They create an AI to predict the effects of DNA variations on human health
Google DeepMind's new model will allow users to identify the origin of genetic diseases and develop new treatments.
Tumors can have thousands of mutations, but only a few are significant and cause disease. Understanding which ones trigger cancer is crucial for targeting precise and effective treatments. And yet, it remains a major and often insurmountable challenge in biology. This could now begin to change thanks to an AI developed by the Google DeepMind lab, which will allow for a better understanding of the genome and a more efficient and rapid interpretation of differences in DNA sequences.

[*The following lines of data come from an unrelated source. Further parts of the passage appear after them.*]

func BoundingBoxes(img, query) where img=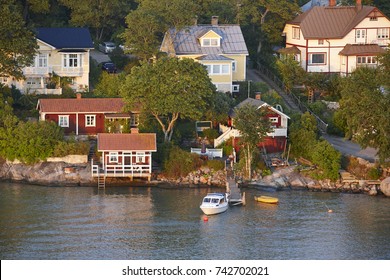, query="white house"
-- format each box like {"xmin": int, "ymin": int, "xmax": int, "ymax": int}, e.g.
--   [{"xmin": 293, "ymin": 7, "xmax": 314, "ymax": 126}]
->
[
  {"xmin": 2, "ymin": 28, "xmax": 93, "ymax": 94},
  {"xmin": 280, "ymin": 0, "xmax": 390, "ymax": 75}
]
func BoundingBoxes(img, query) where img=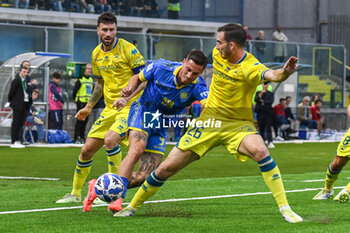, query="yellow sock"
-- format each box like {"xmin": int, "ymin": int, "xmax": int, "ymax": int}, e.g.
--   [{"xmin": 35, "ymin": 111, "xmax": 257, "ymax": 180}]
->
[
  {"xmin": 130, "ymin": 171, "xmax": 166, "ymax": 210},
  {"xmin": 106, "ymin": 145, "xmax": 122, "ymax": 174},
  {"xmin": 258, "ymin": 156, "xmax": 288, "ymax": 207},
  {"xmin": 71, "ymin": 155, "xmax": 92, "ymax": 197},
  {"xmin": 324, "ymin": 163, "xmax": 341, "ymax": 191}
]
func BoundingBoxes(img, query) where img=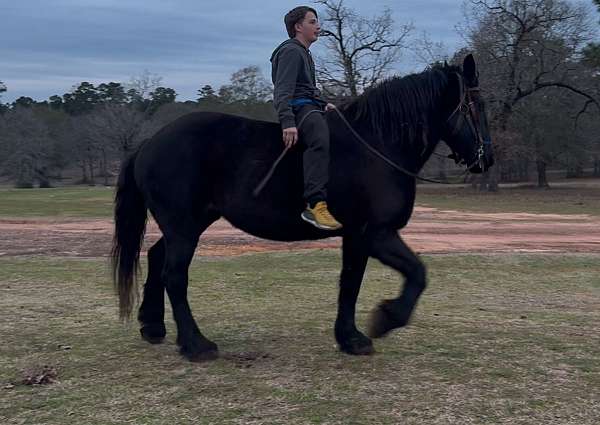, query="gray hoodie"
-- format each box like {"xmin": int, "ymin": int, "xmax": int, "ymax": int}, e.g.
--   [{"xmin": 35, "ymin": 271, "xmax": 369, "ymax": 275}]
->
[{"xmin": 271, "ymin": 38, "xmax": 323, "ymax": 129}]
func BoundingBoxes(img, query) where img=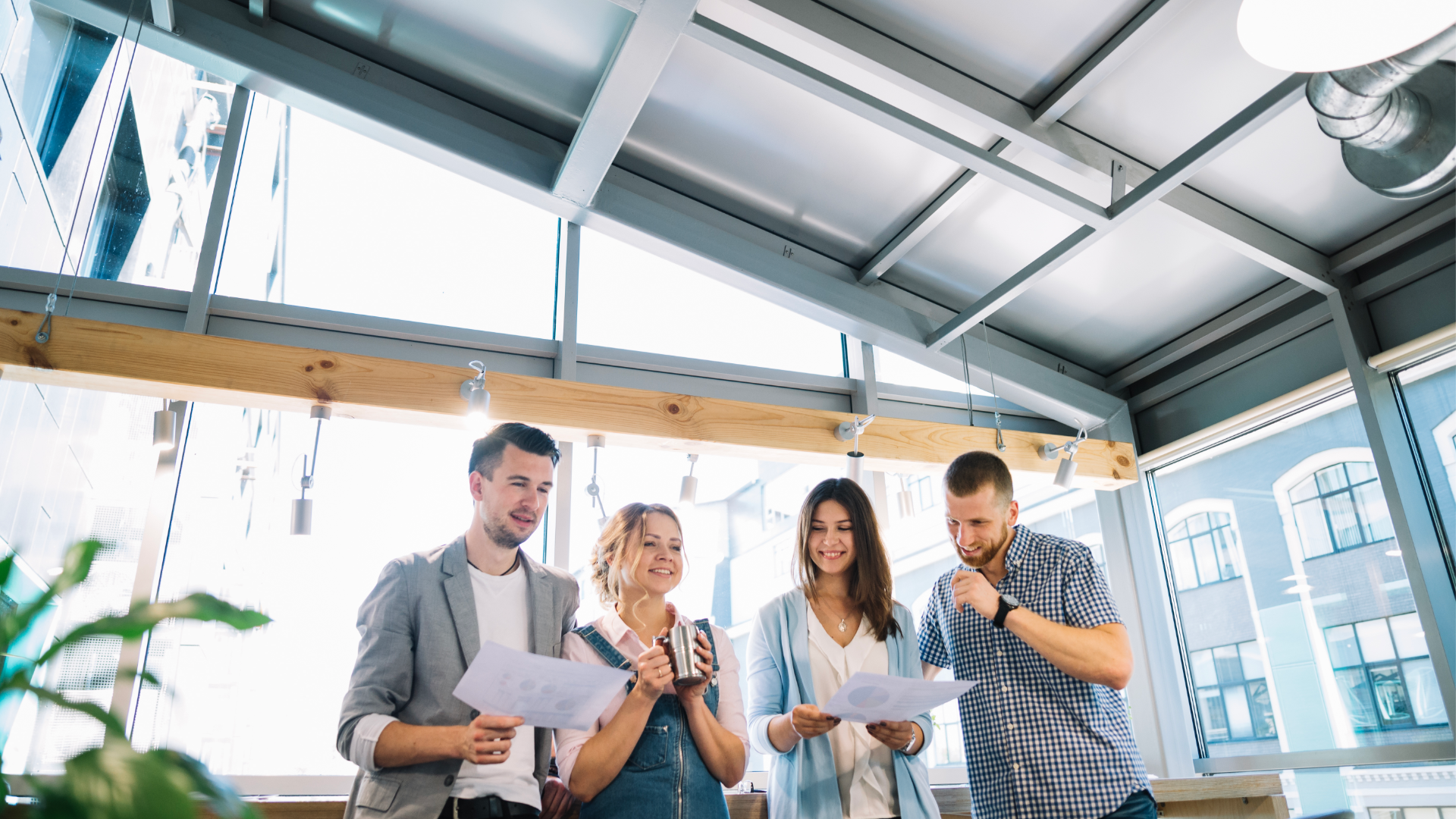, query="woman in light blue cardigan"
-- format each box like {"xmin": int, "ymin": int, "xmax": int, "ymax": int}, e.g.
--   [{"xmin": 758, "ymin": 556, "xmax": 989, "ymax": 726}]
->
[{"xmin": 748, "ymin": 478, "xmax": 940, "ymax": 819}]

They have developed a deep learning model, which they have called AlphaGenomewhich is capable of accurately predicting the function of DNA sequences of up to one million letters or base pairs and how variations in these sequences affect cells, tissues, and human health. The researchers, who They publish the model in Nature, They believe it can be a very useful tool for the scientific community to advance knowledge of the function of the human genome and genetic diseases, and that it will open the door to developing new treatments.
"It's a great example of how AI is accelerating biological discovery and the development of new therapies," says Ben Lehner, ICREA researcher at the Centre for Genomic Regulation (CRG). Speaking to the Science Media Center, This biologist believes that "identifying the exact differences between genomes that make us more or less vulnerable to developing thousands of diseases is a major step forward in developing better treatments."
The dark side of the genome
In 2003, after more than a decade of efforts, an international coalition of scientists published the first sequence of the human genome, The complete set of DNA that determines what a living organism is like and how it functions, from its appearance to its reproduction and the tasks performed by each of its constituent cells. However, although this ambitious project succeeded for the first time in obtaining the "book of life," reading and understanding it was a challenge because its grammar was not understood.
In recent years, it has been discovered, for example, that only 2% of the entire genome codes for proteins, which are the "workers" responsible for carrying out cellular tasks. The remaining 98% is non-coding, a dark and unknown part that contains many repetitive sequences, mobile elements, and regulatory DNA sequences, as explained by Lluís Montoliu, a researcher at the National Center for Biotechnology (CNB-CSIC), at the Science Media Center Spain., They are responsible for telling genes when and how to start functioning, or when and where to switch off. It's like a control panel that helps proteins be produced. And it's in these dark regions where many variations or mutations associated with diseases exist. That's why, for years, algorithms and programs have been developed to try to understand which sequences are regulatory.
"Now DeepMind has once again left us speechless with AlphaGenome and its ability to interpret and predict non-coding sequences in the genome," notes Montoliu, for whom this new AI will have "a significant impact on basic research, for understanding how genes work, and also on more practical aspects." The model, assures Natasha Latysheva, a DeepMind engineer, will boost fundamental biology, accelerate our understanding of the genome, and help us locate functional elements and their functions. To train AlphaGenome, the researchers used knowledge generated by international public initiatives such as ENCODE and GTEx, which have generated a vast amount of data on gene regulation in different tissues and conditions, and they used mouse and human genomes. One of the model's strengths is its ability to make multiple predictions simultaneously on a significant number of genetic signals associated with specific functions.
A Nobel Prize winner
A few years ago this same laboratory developed AlphaFold, an AI that could predict the 3D structure of proteins from only the DNA sequence, an advance that was recognized with the Nobel Prize in 2024DeepMind has now added AlphaGenome to its AlphaFold suite. Six months ago, it was released openly so the scientific community could begin using it for research. In that time, it has been used by three thousand scientists from 160 countries, generating around one million requests per day to advance research in areas as diverse as neurodegenerative diseases, infectious diseases, and cancer. Although the model allows for predicting molecular outcomes, DeepMind scientists emphasize that it doesn't provide the complete picture of how genetic variations lead to diseases or complex traits, because other factors, such as environmental ones, are also involved.